Given De Leon’s elaborate fantasies about Abigail’s previous, does she have fantasies about her future after the top of the film as effectively?
“That question has been asked over and over again,” De Leon says, “but I never get tired of answering it, because it’s really very interesting to answer. It really depends on the day, on what my state of mind is, on where I am as a person. Of course when I was filming it, I had my own ending in mind. But once you put a character on screen, they’re immortalized, and their story can change depending on your interpretation. So it depends on the viewer, and it also depends on me.”
She says she’s watched the movie 3 times now, and he or she’s imagined a unique ending every time. She’s additionally heard from followers of the film who spin out much more elaborate endings. So whereas she says she’s shared a few of her theories previously, she’d reasonably individuals reply the query themselves. Her backstory would possibly assist viewers interpret what Abigail does subsequent, given the place she got here from and the way she feels about it. It may additionally make their choice tougher — Abigail clearly comes with each a robust sense of ethical justice, and a burning starvation for vengeance. Which one prevails is as much as you.

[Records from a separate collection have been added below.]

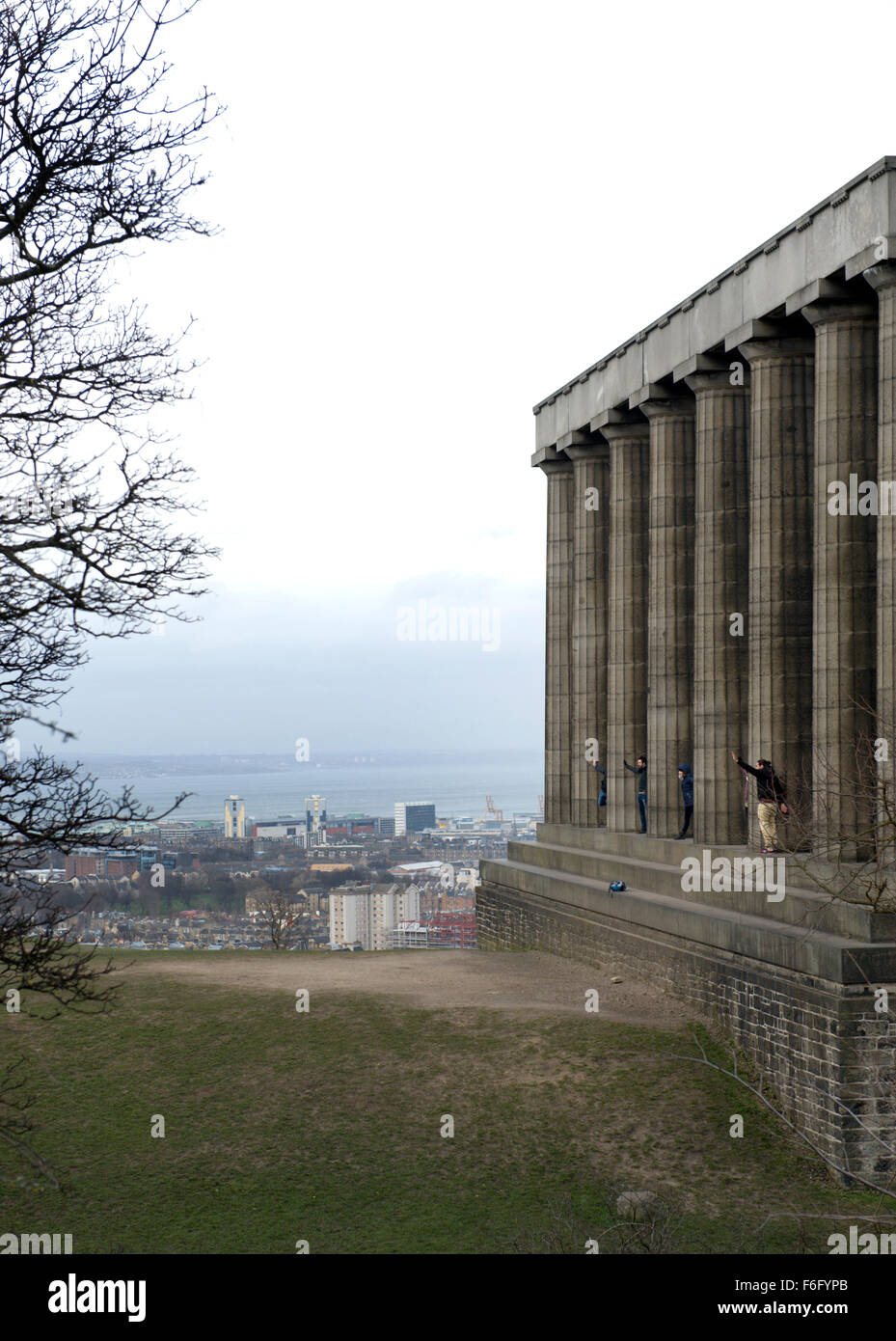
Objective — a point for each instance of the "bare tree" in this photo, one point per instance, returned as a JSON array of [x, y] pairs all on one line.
[[844, 837], [281, 917], [95, 160]]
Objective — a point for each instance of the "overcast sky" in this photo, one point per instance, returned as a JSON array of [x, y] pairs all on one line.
[[431, 217]]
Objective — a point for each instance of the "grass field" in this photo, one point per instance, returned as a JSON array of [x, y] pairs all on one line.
[[325, 1127]]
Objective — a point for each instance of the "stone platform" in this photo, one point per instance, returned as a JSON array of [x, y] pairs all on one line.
[[790, 980]]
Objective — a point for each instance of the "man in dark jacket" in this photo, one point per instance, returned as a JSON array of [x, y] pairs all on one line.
[[641, 787], [770, 795], [600, 769], [686, 778]]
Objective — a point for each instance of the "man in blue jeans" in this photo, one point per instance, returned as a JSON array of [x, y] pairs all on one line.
[[686, 778], [640, 770]]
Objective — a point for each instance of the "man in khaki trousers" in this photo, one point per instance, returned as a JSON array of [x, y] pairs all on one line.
[[770, 795]]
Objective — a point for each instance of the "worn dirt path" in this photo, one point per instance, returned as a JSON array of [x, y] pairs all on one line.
[[447, 978]]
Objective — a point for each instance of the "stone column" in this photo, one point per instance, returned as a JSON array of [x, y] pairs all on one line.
[[669, 622], [589, 626], [882, 278], [779, 588], [844, 622], [558, 642], [627, 617], [720, 601]]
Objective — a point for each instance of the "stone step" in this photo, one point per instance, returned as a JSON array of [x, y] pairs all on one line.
[[820, 953], [655, 863]]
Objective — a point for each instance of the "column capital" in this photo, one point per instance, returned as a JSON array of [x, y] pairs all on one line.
[[546, 456], [848, 310], [700, 364], [613, 425], [583, 446], [781, 349], [587, 451], [819, 291], [882, 277], [659, 401], [715, 375], [561, 466]]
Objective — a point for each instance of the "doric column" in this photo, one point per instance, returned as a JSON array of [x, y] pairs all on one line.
[[558, 608], [882, 278], [627, 615], [844, 632], [589, 624], [720, 598], [669, 622], [779, 588]]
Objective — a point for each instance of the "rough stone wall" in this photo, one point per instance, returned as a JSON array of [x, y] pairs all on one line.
[[820, 1045]]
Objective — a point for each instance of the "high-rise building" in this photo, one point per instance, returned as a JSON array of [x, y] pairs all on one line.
[[412, 817], [315, 819], [367, 914], [235, 817]]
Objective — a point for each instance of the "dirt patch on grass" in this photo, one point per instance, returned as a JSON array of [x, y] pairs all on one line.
[[435, 979]]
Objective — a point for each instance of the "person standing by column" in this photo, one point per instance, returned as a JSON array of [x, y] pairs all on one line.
[[640, 770], [686, 778], [600, 769], [770, 795]]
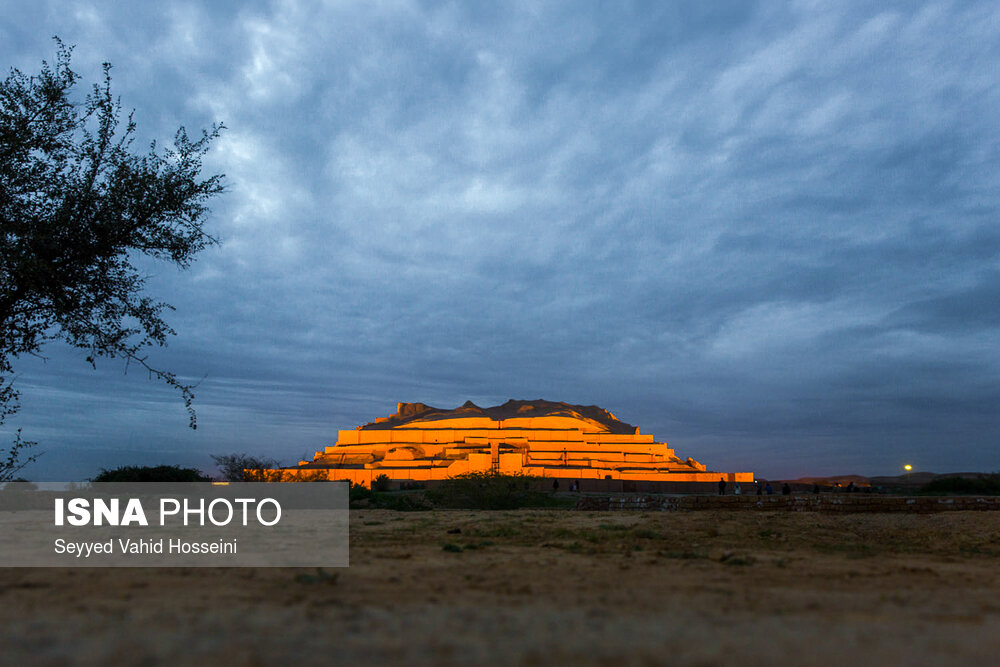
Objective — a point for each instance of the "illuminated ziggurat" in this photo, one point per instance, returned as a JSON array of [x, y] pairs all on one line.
[[538, 438]]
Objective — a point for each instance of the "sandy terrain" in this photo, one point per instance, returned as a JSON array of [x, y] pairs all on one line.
[[549, 587]]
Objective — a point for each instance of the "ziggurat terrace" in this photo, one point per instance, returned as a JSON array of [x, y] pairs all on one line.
[[537, 438]]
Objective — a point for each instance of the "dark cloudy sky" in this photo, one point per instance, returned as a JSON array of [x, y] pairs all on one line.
[[764, 232]]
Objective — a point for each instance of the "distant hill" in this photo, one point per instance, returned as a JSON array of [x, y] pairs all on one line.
[[912, 479]]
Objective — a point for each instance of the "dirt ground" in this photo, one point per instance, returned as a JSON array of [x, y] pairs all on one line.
[[548, 587]]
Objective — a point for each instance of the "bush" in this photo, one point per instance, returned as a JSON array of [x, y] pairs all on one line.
[[151, 474], [987, 485], [244, 467], [488, 491], [381, 483]]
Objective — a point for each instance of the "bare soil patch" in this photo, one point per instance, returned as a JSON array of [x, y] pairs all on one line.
[[548, 587]]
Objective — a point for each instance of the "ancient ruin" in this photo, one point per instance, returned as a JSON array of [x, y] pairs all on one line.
[[537, 438]]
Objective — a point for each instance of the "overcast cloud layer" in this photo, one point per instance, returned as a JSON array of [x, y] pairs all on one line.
[[764, 232]]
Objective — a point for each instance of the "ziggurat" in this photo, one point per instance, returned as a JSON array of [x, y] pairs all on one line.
[[537, 438]]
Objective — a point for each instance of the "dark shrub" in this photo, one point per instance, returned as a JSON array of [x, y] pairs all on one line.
[[151, 474], [987, 485]]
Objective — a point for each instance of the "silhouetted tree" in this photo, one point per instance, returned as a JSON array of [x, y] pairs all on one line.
[[247, 468], [78, 207]]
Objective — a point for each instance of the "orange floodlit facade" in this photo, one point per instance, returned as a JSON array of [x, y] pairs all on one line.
[[538, 438]]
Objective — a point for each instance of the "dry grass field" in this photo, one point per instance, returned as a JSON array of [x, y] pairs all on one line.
[[549, 587]]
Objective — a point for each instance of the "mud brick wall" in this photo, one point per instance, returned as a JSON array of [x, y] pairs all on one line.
[[794, 503]]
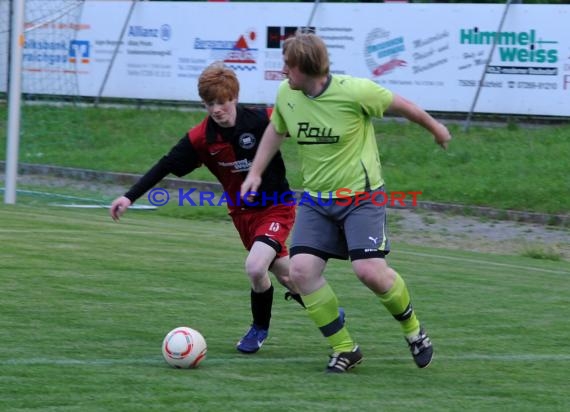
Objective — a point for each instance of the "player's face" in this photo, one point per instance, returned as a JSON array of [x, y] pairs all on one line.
[[224, 113], [297, 80]]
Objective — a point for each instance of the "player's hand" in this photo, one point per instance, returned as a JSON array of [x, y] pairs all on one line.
[[442, 136], [249, 187], [118, 207]]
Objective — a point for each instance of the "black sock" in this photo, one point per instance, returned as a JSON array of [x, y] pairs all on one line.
[[261, 304], [295, 296]]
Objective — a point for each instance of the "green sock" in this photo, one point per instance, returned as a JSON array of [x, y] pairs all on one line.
[[322, 307], [397, 301]]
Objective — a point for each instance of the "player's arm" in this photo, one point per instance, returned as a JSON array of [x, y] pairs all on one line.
[[416, 114], [268, 147]]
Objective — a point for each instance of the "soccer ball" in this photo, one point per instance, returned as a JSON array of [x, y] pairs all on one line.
[[184, 348]]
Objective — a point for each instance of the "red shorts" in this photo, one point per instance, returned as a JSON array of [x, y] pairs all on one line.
[[270, 225]]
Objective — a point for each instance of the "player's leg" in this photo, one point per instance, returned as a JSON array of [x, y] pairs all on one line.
[[315, 239], [264, 234], [365, 229]]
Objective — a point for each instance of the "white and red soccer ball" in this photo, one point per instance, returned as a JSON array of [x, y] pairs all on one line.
[[184, 348]]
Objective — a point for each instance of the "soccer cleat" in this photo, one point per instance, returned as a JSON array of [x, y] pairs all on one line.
[[252, 340], [341, 362], [421, 348]]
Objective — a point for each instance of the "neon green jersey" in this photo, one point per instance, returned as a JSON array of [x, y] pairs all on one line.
[[334, 132]]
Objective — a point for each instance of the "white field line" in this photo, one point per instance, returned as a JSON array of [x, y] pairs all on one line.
[[211, 359]]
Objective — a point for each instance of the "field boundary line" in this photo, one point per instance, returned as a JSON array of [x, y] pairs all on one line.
[[229, 359]]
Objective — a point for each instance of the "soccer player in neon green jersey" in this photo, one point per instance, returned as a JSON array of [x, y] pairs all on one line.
[[330, 118]]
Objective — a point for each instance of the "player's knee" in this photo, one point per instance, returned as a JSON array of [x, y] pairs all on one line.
[[255, 269]]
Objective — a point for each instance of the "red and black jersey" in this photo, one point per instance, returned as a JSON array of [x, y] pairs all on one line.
[[226, 152]]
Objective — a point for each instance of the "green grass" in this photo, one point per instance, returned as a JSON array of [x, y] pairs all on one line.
[[504, 167], [86, 303]]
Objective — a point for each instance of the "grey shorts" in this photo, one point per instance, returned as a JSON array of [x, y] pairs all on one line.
[[340, 231]]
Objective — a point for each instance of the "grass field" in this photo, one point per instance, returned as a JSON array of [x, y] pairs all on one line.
[[86, 303], [510, 167]]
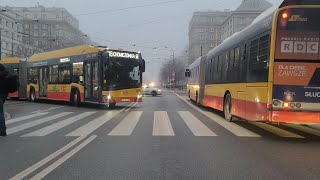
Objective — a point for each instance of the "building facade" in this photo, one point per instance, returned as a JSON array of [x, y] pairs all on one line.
[[204, 32], [209, 28], [10, 39], [46, 29]]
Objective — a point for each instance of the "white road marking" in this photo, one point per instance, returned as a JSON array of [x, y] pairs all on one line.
[[44, 161], [55, 127], [276, 130], [63, 159], [35, 123], [94, 124], [25, 117], [161, 124], [304, 129], [131, 107], [125, 128], [50, 109], [232, 127], [195, 125]]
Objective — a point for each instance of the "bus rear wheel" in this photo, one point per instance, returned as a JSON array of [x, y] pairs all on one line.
[[227, 107], [154, 93], [32, 95], [112, 105]]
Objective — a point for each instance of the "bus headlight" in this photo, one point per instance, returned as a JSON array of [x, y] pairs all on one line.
[[276, 103]]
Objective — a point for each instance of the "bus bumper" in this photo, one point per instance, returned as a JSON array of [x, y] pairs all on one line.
[[123, 99], [295, 117]]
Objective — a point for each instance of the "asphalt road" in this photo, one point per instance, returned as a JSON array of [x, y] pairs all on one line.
[[163, 137]]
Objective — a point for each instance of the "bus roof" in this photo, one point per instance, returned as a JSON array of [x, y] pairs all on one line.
[[10, 60], [66, 52]]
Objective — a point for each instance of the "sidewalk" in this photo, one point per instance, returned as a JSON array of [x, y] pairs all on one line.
[[178, 91]]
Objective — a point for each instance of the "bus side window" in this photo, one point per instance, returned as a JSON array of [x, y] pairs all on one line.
[[77, 72], [259, 59]]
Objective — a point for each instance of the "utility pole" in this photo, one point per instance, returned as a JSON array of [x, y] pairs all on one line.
[[12, 44], [0, 43]]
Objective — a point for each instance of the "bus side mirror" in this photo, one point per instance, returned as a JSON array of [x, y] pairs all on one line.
[[143, 66], [105, 55], [187, 73]]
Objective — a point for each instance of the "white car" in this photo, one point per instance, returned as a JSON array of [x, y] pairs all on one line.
[[151, 91]]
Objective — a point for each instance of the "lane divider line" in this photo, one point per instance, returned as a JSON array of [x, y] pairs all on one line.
[[134, 104], [304, 129], [275, 130]]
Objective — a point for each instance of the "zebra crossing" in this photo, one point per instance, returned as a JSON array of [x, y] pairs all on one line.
[[86, 123]]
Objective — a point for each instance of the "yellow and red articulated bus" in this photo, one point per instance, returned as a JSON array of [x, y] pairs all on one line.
[[268, 72], [16, 66], [86, 74]]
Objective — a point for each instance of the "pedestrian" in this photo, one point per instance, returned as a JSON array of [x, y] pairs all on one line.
[[3, 96]]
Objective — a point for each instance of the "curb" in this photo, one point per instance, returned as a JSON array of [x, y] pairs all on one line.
[[7, 116]]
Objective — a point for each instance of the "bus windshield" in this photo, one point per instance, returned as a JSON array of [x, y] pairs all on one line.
[[121, 73]]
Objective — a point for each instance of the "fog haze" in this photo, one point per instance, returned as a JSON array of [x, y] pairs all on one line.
[[146, 29]]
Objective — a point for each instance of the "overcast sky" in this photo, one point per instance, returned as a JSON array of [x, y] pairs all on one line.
[[164, 24]]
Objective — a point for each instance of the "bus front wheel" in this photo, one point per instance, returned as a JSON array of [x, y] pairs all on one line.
[[227, 107], [32, 95], [112, 105]]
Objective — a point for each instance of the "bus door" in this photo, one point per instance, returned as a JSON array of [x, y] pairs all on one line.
[[43, 83], [91, 80]]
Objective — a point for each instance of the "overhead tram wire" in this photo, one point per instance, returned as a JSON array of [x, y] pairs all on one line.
[[158, 20], [126, 27], [130, 7]]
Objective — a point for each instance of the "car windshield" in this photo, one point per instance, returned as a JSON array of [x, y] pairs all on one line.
[[159, 89]]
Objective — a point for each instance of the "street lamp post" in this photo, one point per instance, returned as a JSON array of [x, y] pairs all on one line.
[[0, 43], [173, 78], [12, 44]]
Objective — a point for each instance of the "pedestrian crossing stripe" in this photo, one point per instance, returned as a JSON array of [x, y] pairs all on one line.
[[195, 125], [127, 125], [161, 125], [55, 127]]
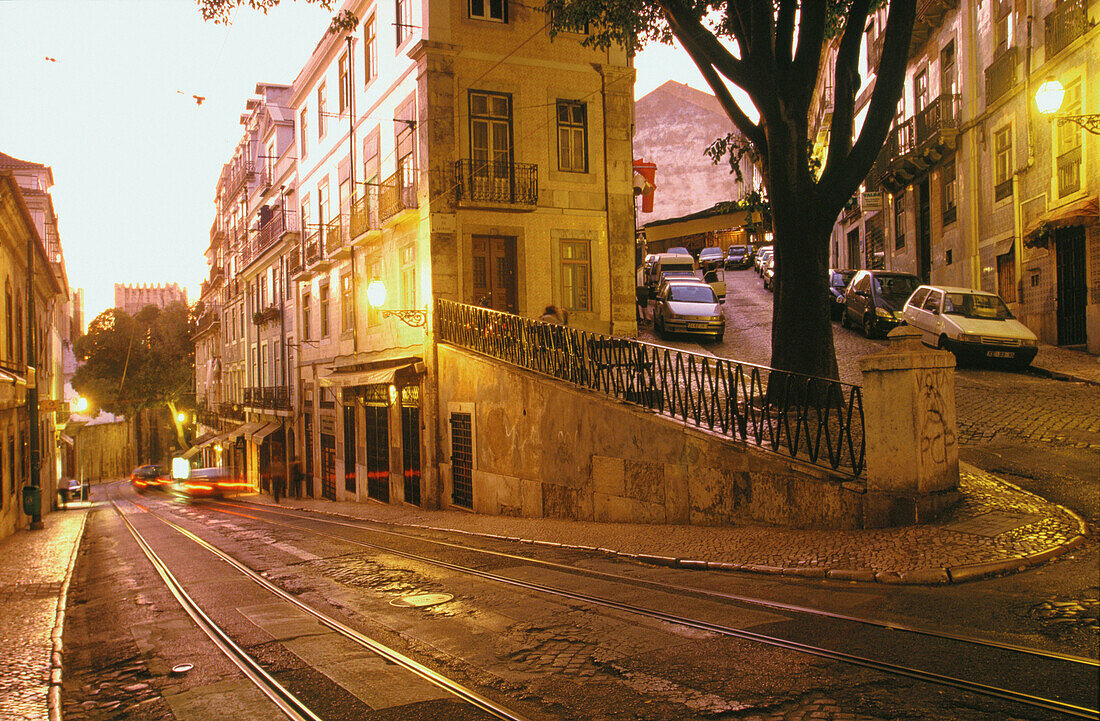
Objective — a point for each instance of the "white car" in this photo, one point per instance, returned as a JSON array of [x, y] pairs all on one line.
[[974, 325]]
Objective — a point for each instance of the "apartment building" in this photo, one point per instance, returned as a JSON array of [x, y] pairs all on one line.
[[34, 306], [975, 187], [442, 150]]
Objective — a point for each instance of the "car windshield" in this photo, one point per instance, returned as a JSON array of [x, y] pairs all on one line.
[[977, 305], [895, 286], [692, 294], [840, 280]]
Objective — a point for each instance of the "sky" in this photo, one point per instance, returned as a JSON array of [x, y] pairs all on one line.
[[101, 91]]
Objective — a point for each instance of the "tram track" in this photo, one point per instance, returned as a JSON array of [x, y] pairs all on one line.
[[1034, 700], [287, 702]]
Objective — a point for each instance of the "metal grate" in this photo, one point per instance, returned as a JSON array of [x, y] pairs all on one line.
[[462, 456], [376, 429], [814, 418], [410, 452]]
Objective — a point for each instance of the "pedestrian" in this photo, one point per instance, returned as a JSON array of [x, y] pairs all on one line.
[[277, 472], [641, 294], [554, 316]]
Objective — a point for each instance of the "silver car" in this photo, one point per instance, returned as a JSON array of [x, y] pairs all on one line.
[[689, 306]]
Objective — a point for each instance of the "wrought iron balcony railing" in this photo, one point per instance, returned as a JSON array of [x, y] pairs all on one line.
[[397, 193], [1066, 23], [493, 182], [1000, 75], [812, 418]]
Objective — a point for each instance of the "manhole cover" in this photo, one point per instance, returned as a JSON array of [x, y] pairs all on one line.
[[421, 600]]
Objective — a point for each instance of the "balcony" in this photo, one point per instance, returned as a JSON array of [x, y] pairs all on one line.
[[364, 215], [482, 183], [1068, 22], [268, 397], [336, 239], [1069, 172], [397, 193], [1000, 75], [278, 225], [921, 143]]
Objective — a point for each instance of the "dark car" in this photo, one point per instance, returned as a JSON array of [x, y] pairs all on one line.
[[145, 477], [738, 257], [837, 282], [873, 301]]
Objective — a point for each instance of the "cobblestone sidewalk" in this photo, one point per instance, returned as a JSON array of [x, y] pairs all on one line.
[[35, 567], [997, 528]]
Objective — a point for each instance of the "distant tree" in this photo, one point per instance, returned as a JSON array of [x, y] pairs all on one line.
[[136, 362], [781, 46]]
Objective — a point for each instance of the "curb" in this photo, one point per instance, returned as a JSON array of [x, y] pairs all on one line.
[[56, 655], [915, 577]]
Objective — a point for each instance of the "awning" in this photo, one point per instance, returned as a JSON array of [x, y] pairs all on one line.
[[259, 436], [244, 429], [373, 377], [1080, 212]]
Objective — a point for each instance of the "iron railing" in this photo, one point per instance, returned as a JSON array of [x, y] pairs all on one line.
[[493, 182], [806, 417], [1066, 23], [272, 397]]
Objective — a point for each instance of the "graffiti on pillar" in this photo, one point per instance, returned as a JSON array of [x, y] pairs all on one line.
[[937, 430]]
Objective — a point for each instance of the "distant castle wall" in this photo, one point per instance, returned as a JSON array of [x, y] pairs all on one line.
[[133, 297]]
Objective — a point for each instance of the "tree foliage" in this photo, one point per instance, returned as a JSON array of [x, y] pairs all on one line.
[[138, 362]]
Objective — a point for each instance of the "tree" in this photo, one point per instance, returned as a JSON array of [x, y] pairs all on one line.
[[136, 362], [780, 50]]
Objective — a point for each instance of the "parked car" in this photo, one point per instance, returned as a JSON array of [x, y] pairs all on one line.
[[672, 265], [837, 282], [974, 325], [761, 258], [738, 257], [689, 306], [873, 301], [710, 258], [769, 274], [150, 476]]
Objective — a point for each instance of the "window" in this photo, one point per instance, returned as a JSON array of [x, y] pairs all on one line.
[[495, 10], [949, 192], [1002, 163], [306, 328], [304, 130], [408, 277], [900, 220], [404, 12], [948, 83], [323, 310], [574, 275], [572, 137], [344, 84], [370, 51], [347, 304], [921, 89]]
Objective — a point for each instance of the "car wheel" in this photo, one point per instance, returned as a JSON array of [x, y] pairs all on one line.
[[869, 326]]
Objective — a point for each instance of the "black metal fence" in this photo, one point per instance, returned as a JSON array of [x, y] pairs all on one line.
[[806, 417]]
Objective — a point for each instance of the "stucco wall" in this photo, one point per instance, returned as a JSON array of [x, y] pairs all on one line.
[[546, 449]]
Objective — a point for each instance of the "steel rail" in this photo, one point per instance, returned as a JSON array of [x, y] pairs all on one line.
[[983, 689], [433, 677], [890, 625], [286, 701]]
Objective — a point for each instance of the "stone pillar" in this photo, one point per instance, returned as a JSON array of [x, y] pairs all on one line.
[[910, 429]]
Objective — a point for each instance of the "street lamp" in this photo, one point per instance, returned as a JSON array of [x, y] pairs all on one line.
[[1048, 99], [376, 296]]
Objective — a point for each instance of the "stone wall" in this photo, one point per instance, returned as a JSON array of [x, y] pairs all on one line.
[[546, 449]]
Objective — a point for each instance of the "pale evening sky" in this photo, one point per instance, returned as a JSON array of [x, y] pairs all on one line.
[[134, 157]]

Either method, De Leon hopes Triangle of Sadness conjures up viewers to “change the way they perceive people who they think are lower than them, or higher than them.”
“If any one person on that yacht had showed Abigail some measure of kindness, or some personal connection, I think her arc would have taken a totally different journey, a totally different spike on it,” she says. “So I hope viewers think about that, about adding a little personal touch, or some extra kindness to people that they encounter. It’s not even workers, it’s just being kind in general, to anyone. Why do we have to be kind to people in power only? I think kindness should reach every human being, because it should be our nature to be kind to each other, and not to be evil or violent.”
Triangle of Sadness debuted in U.S. theaters on Oct. 7 and is presently rolling out worldwide.